CONCRETE LIFTING AND LEVEL EXPERTS
Before & After Photos of Concrete Lifting & Leveling Projects in Winnipeg
Newer home - Driveway near the garage and front step
This shows a job in process. Note the drop in front of the garage and under the front step and the rusted off rebar protruding from the garage floor. Note also the limestone grout that has bubbled up a bit at each of the holes through the slab while the job is in process. Small amounts are pumped into each hole in sequence filling the space below and raising the slab evenly. As the slab is lifted over the course of several hours the backpressure from below decreases and very little grout is pushed back out of the hole. The lifting process is fascinating to watch and surprisingly simple.
The slab is fully restored to the original level closing the gap under the front step and matching the level of the garage floor. The holes have been finished with concrete to match the existing slab. The large void under the front step was also filled to prevent future soil erosion.
Typical attached garage floor
Attached garage slabs are “floating slabs” poured within a perimeter concrete grade beam. The front edge of the slab under the garage door is poured over the indented portion of the grade beam and so the floor does not settle at this point even though it is typically hollow there. Settlement of the slab usually occurs most along the house foundation were the basement backfill is least compacted. In many newer garages the floor is pinned into the basement foundation with steel reinforcing to prevent this problem. In those cases, the space beneath the slab becomes hollow as the ground settles out and the floor sags in the center and eventually even breaks away from the steel reinforcing along the edges.
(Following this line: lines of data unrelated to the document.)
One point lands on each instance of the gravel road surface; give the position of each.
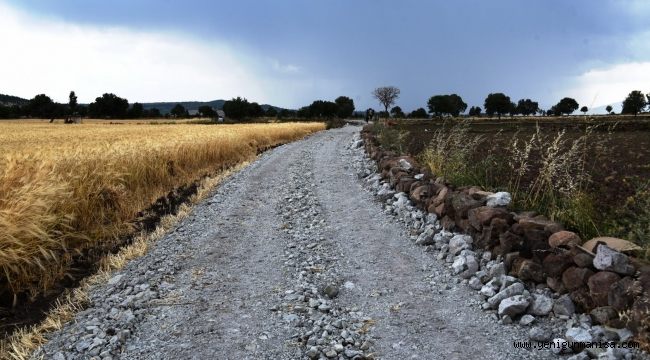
(291, 258)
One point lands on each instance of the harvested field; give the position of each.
(611, 160)
(75, 190)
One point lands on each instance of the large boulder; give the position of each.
(420, 194)
(614, 243)
(509, 242)
(457, 205)
(499, 199)
(564, 238)
(609, 259)
(527, 269)
(482, 216)
(622, 293)
(555, 264)
(599, 286)
(510, 291)
(564, 306)
(513, 306)
(603, 315)
(575, 277)
(459, 243)
(489, 236)
(541, 305)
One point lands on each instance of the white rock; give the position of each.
(405, 164)
(560, 346)
(578, 334)
(526, 320)
(501, 198)
(475, 283)
(115, 279)
(541, 305)
(564, 306)
(539, 334)
(609, 259)
(510, 291)
(513, 306)
(459, 243)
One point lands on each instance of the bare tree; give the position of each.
(386, 95)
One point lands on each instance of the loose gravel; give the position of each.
(291, 258)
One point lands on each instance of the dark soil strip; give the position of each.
(28, 313)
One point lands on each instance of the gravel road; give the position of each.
(289, 259)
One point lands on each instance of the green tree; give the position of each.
(346, 106)
(527, 107)
(255, 110)
(152, 113)
(207, 111)
(634, 103)
(446, 104)
(397, 112)
(567, 106)
(419, 113)
(237, 108)
(109, 106)
(178, 111)
(497, 103)
(271, 112)
(475, 111)
(72, 102)
(386, 95)
(322, 109)
(136, 111)
(41, 106)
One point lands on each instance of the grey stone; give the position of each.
(459, 243)
(513, 306)
(331, 291)
(475, 283)
(564, 306)
(578, 334)
(115, 279)
(539, 334)
(526, 320)
(609, 259)
(501, 198)
(541, 305)
(510, 291)
(581, 356)
(426, 237)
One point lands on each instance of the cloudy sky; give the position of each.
(291, 52)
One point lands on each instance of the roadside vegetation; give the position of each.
(71, 190)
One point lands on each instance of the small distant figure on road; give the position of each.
(370, 114)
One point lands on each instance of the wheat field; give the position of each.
(69, 188)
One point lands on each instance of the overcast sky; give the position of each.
(291, 52)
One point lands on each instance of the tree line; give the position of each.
(497, 104)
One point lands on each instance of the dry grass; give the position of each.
(65, 189)
(22, 344)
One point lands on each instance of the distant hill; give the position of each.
(166, 107)
(9, 100)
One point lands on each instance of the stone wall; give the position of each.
(598, 275)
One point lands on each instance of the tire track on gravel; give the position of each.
(289, 259)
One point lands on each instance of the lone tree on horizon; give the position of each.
(634, 103)
(72, 103)
(387, 95)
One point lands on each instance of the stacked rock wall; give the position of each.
(597, 276)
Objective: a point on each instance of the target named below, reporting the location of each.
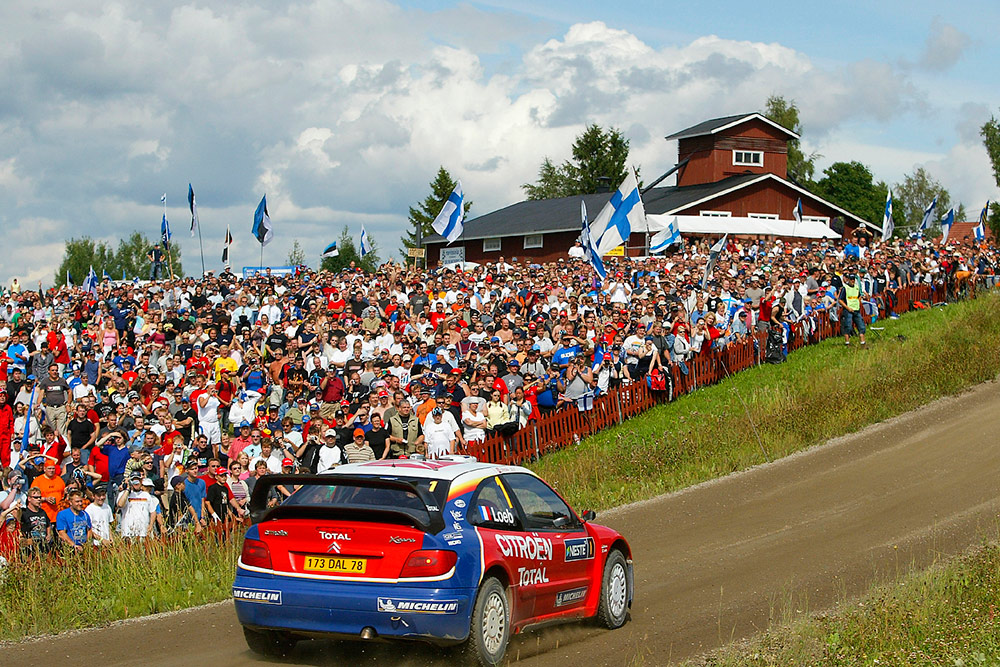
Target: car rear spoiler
(259, 510)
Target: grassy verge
(947, 615)
(823, 391)
(42, 596)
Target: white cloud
(342, 111)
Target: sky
(341, 111)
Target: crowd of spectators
(155, 406)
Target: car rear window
(348, 495)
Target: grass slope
(823, 391)
(946, 615)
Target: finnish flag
(946, 223)
(587, 241)
(262, 223)
(887, 225)
(622, 214)
(928, 215)
(665, 238)
(366, 243)
(448, 222)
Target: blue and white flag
(925, 224)
(90, 282)
(713, 255)
(448, 222)
(589, 248)
(980, 229)
(366, 243)
(193, 205)
(887, 225)
(165, 232)
(262, 223)
(620, 216)
(946, 223)
(665, 238)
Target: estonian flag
(193, 205)
(262, 223)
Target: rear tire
(269, 643)
(490, 627)
(616, 591)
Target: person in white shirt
(330, 454)
(101, 516)
(138, 508)
(440, 435)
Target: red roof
(960, 230)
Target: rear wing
(260, 510)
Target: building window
(748, 158)
(532, 241)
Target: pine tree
(424, 213)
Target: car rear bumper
(321, 608)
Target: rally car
(452, 552)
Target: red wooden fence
(565, 427)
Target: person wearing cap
(358, 451)
(137, 507)
(73, 524)
(330, 455)
(441, 436)
(101, 516)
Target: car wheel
(615, 592)
(490, 627)
(269, 643)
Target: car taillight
(256, 554)
(428, 563)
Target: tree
(424, 213)
(913, 195)
(348, 256)
(800, 167)
(600, 159)
(296, 256)
(129, 259)
(851, 186)
(991, 139)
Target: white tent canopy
(704, 224)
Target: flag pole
(202, 249)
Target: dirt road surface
(713, 563)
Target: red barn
(732, 179)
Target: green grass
(946, 615)
(43, 596)
(823, 391)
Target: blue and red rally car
(448, 552)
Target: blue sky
(342, 110)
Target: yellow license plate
(335, 564)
Our solution involves filling all the hollow spaces under the slab and raising the slab back to the original level. It is not unusual to encounter 6 to 12 inches of void under a garage floor or to hear stories of garage floors that collapsed suddenly when the slab cracked or the steel reinforcing rusted away. In this case the floor had settled gradually over time and was restored back to the original level.
Newer home - front step approach
This is another good example of sidewalk settlement in newer developments. Again, the reason is improper compaction of the basement backfill compounded by inadequate backfill under the front step. Over time the soil settles and erodes into the depression under the front step. As rainwater flows toward that area it sinks further and increases the risk of damage to the foundation and weeping tiles. In this instance the sidewalk slab was attached to the house along one side but it is evident where the steel rebar broke allowing the whole sidewalk to sink.
Our solution in this situation was to first fill the hollow space under the front step up to above grade level to prevent any future erosion into that area. We then injected limestone grout under the slab to fill any voids and to raise the slab back to the original level with a gentle slope away from the house. Note that the limestone grout has not yet been removed from the injection holes and the holes finished with matching concrete. That is typically done by a separate finishing crew several days after the lift is completed.
Newer home - driveway in front of garage
This again is a very typical problem in newer developments with front driveways. The cause is inadequate compaction of the subsoil prior to placement of the driveway. The problem is often hidden for several years because steel rebar reinforcing is used to attach the driveway to the garage floor. Over time the steel reinforcing rusts away or breaks free from the concrete and the driveway settles down to the level of the sunken base materials. Note the locations of the rebar along the face of the garage floor that first broke out the bottom of the garage floor pad and then rusted away.
Again, our solution to this problem was to inject limestone grout under the slab to provide a stable permanent base for the driveway and to raise it back to the original level. On rare occasions if the subsoil is still settling the driveway may again settle a slight amount. Our warranty provides for a free relift in the event of any such resettlement of more than 3/4 of an inch.
Newer home - front step approach
This is a very typical sidewalk settlement that occurs in newer developments. The reason again is improper compaction of the basement backfill. The problem is usually compounded by inadequate backfill under the front step. Over time the soil settles and erodes into that empty space. As the ground now slopes toward the house rainwater flows into that space and increases the risk of damage to the foundation and plugging of the weeping tiles from eroding soil.
We solved this problem by filling the depression under the front step up to above grade level to prevent any future erosion into that area. We then injected limestone grout under the slab to fill any voids and to raise the slab back to the original level with a slope away from the house. Note that the holes we drilled through the sidewalk have been freshly repaired with new concrete that will cure over time to match the sidewalk slab.
Home driveway and front step approach
This is a typical older home with a concrete driveway and front step approach that have sunk adjacent to the house. The ground around the house settled because the backfill from the original basement excavation was inadequately compacted before the concrete was poured. The problem is that water now drains against the foundation instead of away from the house. This can result in foundation cracks when saturated soils freeze in the winter and seepage through the basement walls in the summer.
By filling the settled out space with our limestone grout we have created a solid permanent base for the concrete slabs and have raised them back to the original level with slope away from the house. We guaranted that the desired results would be achieved and we warranty our lifts for 2 years. A common concern of homeowners with this type of job is the possible damage to the foundation as the slab is being raised. There is absolutely no risk of foundation damage. In the thousands of jobs we have done we have never had any situation in which the foundation was affected.